# Best CAI for 2004 Goat?



## SJAndrew (Sep 28, 2004)

*Best CAI for 2005 Goat?*

The title pretty much says it all. 

What is the best CAI kit for the 2005 GTO? I notice a _substantial_ boost in performance when the ambient air is cool and when my GTO is cool. I would like to think I could make this a little less temporary.


----------



## Xcommuter (Jun 30, 2005)

I assume your title was meant to say 2005 instead on 04. From what I read the choice is K&N or Lingenfelter but both have the disclaimer of off road use only.
As companies tool up more stuff for the 05's LS2 maybe something legal will appear.


----------



## LS2FAST (Jul 22, 2005)

I opted for the Lingenfelter. Reasons:

1.) A heat shield comes with the kit.
2.) Plus the following Quote from Lingenfelter:
_The Lingenfelter high performance Pontiac GTO air intake provides an easy to bolt-on 12 HP gain at the rear wheels. 
The easy to install, bolt on air intake system is designed to fit the 2005 GTO. This low restriction air induction system has shown in back to back testing 12 Hp, and 9 lbs ft. of torque over the stock GTO air intake system! The system is designed to provide lower temperature air from outside the engine compartment in order to maintain optimal performance. _ 
3.) Lingenfelter Specializes in this type of engine.

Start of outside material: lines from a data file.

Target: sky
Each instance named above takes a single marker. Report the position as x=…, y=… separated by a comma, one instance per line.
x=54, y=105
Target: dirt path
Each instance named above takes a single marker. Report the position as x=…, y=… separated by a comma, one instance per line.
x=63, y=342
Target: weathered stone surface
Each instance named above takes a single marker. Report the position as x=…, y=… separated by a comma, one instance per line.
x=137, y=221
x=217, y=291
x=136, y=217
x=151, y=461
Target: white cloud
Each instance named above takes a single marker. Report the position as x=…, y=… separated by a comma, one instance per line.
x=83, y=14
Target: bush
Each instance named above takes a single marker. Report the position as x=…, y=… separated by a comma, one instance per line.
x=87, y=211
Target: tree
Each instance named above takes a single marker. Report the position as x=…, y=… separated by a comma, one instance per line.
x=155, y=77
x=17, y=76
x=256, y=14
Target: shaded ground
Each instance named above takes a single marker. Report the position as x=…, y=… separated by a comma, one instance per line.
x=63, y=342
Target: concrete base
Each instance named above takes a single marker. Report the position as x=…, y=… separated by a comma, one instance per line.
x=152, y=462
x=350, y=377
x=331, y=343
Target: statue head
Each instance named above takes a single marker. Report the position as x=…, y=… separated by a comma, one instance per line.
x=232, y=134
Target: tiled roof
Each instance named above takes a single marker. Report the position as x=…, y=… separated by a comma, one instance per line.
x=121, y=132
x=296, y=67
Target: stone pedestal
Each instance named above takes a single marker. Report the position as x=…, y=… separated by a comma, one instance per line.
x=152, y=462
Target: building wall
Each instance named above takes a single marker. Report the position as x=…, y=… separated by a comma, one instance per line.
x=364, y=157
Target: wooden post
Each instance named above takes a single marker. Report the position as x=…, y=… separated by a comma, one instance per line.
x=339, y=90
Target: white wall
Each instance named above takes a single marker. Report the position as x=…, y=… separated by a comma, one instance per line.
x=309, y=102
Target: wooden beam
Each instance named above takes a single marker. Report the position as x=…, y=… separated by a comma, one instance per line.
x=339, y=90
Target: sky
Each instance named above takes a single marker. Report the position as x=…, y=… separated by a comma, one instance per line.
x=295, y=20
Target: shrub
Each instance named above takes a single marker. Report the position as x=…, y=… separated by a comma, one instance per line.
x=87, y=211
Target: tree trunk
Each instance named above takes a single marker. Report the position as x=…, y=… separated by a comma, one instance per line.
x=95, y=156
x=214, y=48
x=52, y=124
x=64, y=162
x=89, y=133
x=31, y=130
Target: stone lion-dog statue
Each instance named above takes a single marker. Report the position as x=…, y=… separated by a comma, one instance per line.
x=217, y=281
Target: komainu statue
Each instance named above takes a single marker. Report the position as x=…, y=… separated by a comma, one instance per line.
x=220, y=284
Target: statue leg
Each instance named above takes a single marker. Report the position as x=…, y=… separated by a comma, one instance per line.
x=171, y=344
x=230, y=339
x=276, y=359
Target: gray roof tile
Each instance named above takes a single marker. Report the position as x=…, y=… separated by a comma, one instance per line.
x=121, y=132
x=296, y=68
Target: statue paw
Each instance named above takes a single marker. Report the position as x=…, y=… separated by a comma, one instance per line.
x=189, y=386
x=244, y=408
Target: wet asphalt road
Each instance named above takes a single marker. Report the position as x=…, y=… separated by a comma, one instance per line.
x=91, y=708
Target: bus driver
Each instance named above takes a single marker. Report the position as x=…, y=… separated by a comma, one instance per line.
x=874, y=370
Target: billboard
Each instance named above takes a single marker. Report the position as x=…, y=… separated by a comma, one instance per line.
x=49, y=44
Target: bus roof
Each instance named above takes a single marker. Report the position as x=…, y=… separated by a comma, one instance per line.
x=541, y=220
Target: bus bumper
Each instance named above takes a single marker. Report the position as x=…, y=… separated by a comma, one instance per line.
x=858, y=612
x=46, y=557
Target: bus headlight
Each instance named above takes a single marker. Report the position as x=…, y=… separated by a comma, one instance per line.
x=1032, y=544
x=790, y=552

The K&N estimates a 13.5HP gain but at the engine and not at the rear wheels. K&N also uses a new intake tube, they claim the factory airpath to be too restrictive, however this is based on all vehicles, and is applied to the GTO.

I am sure they are both good, I just prefered going with Lingenfelter since they did real world testing and they DO specialize in this engine.

Everyone here will get different results and have different opinions. Thats just my 2-cents. :cool


----------